The code is implemented based on several papers I know, with the scoring metric named after the first author of each paper. 代码根据我已知的几篇论文分别进行实现,评分指标名称即论文第一作者姓名。

Installation

It's easy using pip, just run: 直接使用 pip 命令安装即可:

$ pip install readability_cn

Optional NLP providers: 可选的 NLP 提供方依赖:

# Install with Jieba support
$ pip install readability_cn[jieba]

# Install with PKU support
$ pip install readability_cn[pkuseg]

# Install with all optional providers
$ pip install readability_cn[all]

Usage

    import readability_cn
    from readability_cn.nlp import JiebaNLP, PkuNLP, LtpNLP

    # use LTP as default NLP provider
    readability = ChineseReadability()
    # or use other NLP providers
    # readability = ChineseReadability(nlp_provider=JiebaNLP())  # use Jieba
    # readability = ChineseReadability(nlp_provider=PkuNLP())    # use PKU
    # readability = ChineseReadability(nlp_provider=LtpNLP())    # explicitly use LTP

    # add new custom words
    readability.add_custom_words(['日志易', '优特捷'])

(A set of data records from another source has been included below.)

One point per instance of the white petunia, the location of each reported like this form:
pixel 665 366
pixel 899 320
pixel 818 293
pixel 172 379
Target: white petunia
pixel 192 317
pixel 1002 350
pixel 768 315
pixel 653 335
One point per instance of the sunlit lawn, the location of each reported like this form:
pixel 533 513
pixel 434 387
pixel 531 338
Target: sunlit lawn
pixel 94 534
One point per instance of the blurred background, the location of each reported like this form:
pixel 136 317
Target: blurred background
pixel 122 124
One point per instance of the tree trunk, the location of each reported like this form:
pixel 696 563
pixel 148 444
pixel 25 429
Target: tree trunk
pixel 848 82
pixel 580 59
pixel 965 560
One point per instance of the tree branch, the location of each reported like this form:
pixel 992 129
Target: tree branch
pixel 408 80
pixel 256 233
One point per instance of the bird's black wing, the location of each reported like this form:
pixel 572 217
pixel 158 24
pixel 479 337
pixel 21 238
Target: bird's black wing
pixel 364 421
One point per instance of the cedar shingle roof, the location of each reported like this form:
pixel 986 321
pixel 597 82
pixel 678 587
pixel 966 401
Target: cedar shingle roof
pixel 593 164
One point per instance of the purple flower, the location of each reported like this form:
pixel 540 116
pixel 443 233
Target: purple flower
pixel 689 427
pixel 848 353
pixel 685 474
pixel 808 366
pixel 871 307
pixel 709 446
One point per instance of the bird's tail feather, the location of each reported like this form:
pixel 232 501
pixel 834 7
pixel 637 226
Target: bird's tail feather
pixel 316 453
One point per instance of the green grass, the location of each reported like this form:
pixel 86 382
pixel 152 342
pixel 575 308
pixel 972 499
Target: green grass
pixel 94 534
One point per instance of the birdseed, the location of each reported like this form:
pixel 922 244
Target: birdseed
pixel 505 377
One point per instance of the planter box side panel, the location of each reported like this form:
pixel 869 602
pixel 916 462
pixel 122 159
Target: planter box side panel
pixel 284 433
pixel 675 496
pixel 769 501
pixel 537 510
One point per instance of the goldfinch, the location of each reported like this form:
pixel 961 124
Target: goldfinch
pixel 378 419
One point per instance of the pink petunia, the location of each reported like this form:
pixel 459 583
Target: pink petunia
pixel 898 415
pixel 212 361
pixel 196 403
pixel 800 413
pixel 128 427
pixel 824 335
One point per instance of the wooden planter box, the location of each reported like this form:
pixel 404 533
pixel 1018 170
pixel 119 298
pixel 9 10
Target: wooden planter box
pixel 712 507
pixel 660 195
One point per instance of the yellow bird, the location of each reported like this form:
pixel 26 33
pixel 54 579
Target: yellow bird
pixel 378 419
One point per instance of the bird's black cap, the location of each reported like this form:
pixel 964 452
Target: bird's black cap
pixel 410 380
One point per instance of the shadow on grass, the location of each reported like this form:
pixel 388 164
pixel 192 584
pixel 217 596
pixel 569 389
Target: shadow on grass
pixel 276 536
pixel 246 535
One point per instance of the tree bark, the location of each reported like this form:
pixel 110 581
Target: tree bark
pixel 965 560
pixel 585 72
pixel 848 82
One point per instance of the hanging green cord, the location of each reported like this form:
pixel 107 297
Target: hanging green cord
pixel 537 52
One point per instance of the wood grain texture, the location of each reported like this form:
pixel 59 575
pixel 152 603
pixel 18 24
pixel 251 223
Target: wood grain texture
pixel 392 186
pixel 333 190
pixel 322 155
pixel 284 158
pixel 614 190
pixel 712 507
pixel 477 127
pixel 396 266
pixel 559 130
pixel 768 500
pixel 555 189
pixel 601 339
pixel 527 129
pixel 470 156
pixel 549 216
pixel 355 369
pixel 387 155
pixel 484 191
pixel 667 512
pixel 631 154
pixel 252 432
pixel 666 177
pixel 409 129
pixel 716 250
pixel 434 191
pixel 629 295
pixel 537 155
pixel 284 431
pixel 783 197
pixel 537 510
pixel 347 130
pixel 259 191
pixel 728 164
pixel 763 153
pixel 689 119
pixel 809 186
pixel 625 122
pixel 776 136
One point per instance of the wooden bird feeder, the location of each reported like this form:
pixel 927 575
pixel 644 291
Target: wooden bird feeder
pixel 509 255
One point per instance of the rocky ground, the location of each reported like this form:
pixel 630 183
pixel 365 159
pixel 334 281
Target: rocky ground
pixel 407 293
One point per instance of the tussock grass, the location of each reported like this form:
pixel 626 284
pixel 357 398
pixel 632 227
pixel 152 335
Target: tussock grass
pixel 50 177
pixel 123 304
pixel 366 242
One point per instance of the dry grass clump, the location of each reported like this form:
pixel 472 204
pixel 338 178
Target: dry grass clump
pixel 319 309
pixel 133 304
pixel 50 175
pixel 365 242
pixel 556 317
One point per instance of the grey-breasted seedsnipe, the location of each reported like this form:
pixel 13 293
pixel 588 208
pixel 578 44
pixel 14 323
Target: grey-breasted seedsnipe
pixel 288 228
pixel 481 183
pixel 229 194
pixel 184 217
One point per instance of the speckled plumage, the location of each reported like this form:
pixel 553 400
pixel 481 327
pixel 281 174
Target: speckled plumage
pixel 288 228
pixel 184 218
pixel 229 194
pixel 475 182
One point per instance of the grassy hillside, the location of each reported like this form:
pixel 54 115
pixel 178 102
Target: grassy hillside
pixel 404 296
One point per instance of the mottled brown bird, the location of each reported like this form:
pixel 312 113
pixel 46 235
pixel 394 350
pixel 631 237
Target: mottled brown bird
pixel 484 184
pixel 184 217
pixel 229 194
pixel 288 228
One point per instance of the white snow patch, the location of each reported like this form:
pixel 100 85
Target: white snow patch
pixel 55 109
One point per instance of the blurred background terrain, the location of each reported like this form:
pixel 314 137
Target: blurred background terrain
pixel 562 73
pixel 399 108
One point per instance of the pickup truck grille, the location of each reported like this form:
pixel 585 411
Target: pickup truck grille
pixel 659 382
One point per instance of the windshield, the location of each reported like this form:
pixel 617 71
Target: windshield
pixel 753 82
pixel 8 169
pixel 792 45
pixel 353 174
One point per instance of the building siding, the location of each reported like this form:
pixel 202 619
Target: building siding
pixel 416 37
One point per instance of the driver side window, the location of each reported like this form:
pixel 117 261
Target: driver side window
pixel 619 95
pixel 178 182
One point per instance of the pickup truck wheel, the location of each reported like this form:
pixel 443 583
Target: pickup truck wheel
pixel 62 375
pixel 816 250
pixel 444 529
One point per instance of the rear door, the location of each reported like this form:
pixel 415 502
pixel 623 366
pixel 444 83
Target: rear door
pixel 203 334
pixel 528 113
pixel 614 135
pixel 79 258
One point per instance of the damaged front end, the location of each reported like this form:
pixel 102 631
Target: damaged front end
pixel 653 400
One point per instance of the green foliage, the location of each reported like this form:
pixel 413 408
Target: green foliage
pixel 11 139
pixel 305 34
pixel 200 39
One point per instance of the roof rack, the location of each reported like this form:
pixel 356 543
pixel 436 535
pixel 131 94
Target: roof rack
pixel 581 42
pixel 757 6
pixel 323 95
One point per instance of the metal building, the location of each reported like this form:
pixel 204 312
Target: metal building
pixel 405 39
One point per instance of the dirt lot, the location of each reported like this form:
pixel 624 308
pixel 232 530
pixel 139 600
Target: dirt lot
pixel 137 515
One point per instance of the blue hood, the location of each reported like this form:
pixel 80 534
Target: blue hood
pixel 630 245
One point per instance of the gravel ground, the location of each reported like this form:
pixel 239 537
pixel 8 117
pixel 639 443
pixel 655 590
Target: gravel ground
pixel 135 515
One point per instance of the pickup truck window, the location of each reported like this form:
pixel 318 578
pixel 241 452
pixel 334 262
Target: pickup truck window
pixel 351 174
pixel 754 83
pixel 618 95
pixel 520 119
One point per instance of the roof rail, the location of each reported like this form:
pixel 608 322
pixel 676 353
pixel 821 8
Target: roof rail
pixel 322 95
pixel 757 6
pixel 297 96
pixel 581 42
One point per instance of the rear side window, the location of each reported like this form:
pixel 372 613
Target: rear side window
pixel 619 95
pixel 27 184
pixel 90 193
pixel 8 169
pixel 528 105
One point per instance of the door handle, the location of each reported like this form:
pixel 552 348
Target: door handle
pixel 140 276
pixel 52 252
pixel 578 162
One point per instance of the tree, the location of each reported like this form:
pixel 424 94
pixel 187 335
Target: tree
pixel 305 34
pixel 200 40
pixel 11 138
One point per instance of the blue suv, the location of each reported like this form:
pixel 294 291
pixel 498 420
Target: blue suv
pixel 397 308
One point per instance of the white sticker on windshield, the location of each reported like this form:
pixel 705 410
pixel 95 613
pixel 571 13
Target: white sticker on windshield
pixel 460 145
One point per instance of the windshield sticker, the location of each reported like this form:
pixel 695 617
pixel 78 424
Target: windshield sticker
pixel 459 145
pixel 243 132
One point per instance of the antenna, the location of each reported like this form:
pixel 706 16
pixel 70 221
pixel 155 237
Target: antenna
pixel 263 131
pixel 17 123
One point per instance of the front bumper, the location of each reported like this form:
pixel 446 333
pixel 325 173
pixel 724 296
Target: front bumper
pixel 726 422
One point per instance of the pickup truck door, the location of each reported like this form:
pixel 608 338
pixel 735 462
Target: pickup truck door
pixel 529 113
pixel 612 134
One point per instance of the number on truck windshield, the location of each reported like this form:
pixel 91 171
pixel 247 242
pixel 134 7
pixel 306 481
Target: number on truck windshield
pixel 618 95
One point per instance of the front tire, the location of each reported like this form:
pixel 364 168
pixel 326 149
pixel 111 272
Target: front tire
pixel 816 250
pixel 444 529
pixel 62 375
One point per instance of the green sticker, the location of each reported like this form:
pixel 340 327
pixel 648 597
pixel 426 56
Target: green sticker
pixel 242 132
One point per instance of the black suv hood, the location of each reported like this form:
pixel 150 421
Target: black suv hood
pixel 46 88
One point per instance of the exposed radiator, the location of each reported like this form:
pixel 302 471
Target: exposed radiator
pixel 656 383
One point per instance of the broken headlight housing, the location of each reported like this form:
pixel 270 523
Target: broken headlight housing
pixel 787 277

    # Compare readability metrics before and after file changes
    readability.analyze('old.adoc', 'new.adoc')

    # use your own preprocess functions
    import markdown
    import re
    with open(file_name, 'r', encoding='utf-8') as file:
        markdown_content = file.read()
    text = markdown.markdown(markdown_content)
    text = re.sub(r'\n+', '\n', content)
    ... # do other remove and replace here
    sentences = [sentence.strip() for sentence in readability.stnsplit.split(text) if sentence.strip()]
    readability.chengyong_gf0025_readability(sentences)

Use Custom Vocab

You can use the sentencepiece tool to extract a vocabulary from specific domain documents, referring to the custom_vocab.py implementation in the examples directory. Then merge it into the top-level vocabulary for use: 您可以通过 sentencepiece 工具,对特定领域文档提取词表,可以参考 examples 目录中的 custom_vocab.py 实现。然后合并到甲级词汇表中使用:

    # Load the top 16% of custom vocabulary as common words in specific fields
    # 可以加载自定义词表的前16%词汇作为特定领域的常用词汇
    # Default to the vocabulary from Fudan University's computer science corpus
    # 默认提供复旦大学计算机领域语料库的词表
    readability._load_custom_vocab()
    readability._load_custom_vocab("rizhiyi.vocab")

Note

  1. The research in this field in China is mainly concentrated in the area of teaching Chinese as a foreign language. The research data primarily consists of a small number of textbook passages and Chinese proficiency test outlines. The coefficients obtained from polynomial linear regression fitting may not be effective for native speakers or technical documents. 国内进行相关研究的学者主要集中在对外汉语教育领域,研究数据集中为少量教材课文和汉语等级考试大纲等材料。多项式线性回归拟合的系数可能未必对母语用户、理工科文档等情况有效。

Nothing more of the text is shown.